[GAP Forum] Running through subspaces over finite field

[Arturo Magidin]

Dear Forum,

I'm doing some experiments in which I am looking at subspaces over a 
finite field of p elements. I am sure I will have more questions 
later, but I wanted to start with a (hopefully) simple one.

For the past several days I've been running the tests 
over the subspaces of dimension 8 of the space of dimension 10 over 
GF(3) (there are about 74 million such subspaces).

After defining

gap> V:=GF(3)^10;
gap> subspaces:=Subspaces(V,8);

I defined an iterator,

gap> iter:=Iterator(subspaces);


I am producing a list of subspaces that have the property I want, by 
having a counter that I increase whenever I apply NextIterator to 
iter, and then printing the number.

My question is whether there is an easy way to acces the nth subspace 
produced by the iterator other than to iterate it a step at a time.

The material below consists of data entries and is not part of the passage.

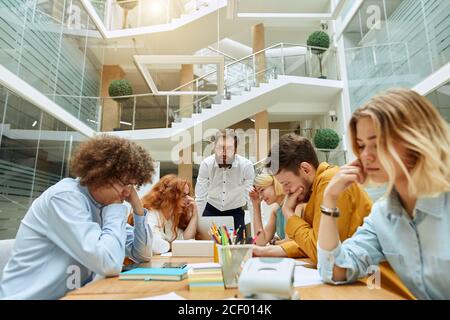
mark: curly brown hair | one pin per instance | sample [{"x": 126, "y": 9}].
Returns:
[
  {"x": 168, "y": 194},
  {"x": 105, "y": 157}
]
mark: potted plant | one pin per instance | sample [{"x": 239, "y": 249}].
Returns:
[
  {"x": 326, "y": 139},
  {"x": 319, "y": 40},
  {"x": 126, "y": 5},
  {"x": 118, "y": 88}
]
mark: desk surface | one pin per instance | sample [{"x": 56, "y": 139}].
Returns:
[{"x": 113, "y": 288}]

For example, when p=3, the first subspace I find with the property I 
want is the 6591-st one. I want to look more closely at this subspace 
(e.g., its basis, etc).  In this case, since it is a pretty small 
number, I can do a loop to advance the iterator to the position and 
thus obtain a pointer that points to the desired subspaces. So I can 
do:

gap>  for i in [1..6590] do
    >    xx:=NextIterator(iter);
    >  od;

and so I end up with xx being the subspace I want to look at.

Is there some better way? Is there some way to move the iterator 
directly a certain number of positions?

After several days, for example, I know that the 5,428,815-st subspace 
checked has the property.  Advancing the iterator that much with a 
loop as above would take a non-negligible amount of time.

Or, I am running a similar experiment with p=5; here, I know 
none of the first 100,000 subspaces have the property, but even just 
running the iterator forward 100,000 times takes a non-negligible 
amount of time. So I would like to be able to simply move the iterator 
or a pointer to "the 100,001-st subspace" and start from there. Or 
check some small ranges for other primes (say, from the 1,000,000-th 
subspace to the 1,100,000-th). Or maybe even random subspaces.

So, the question in summary is: is there some way to access the n-th 
subspace in

    Subspaces(V,k)

without using an iterator, or some way of advancing the iterator a 
given number of steps directly?

Thanks in advance,

Arturo Magidin
magidin at member.ams.org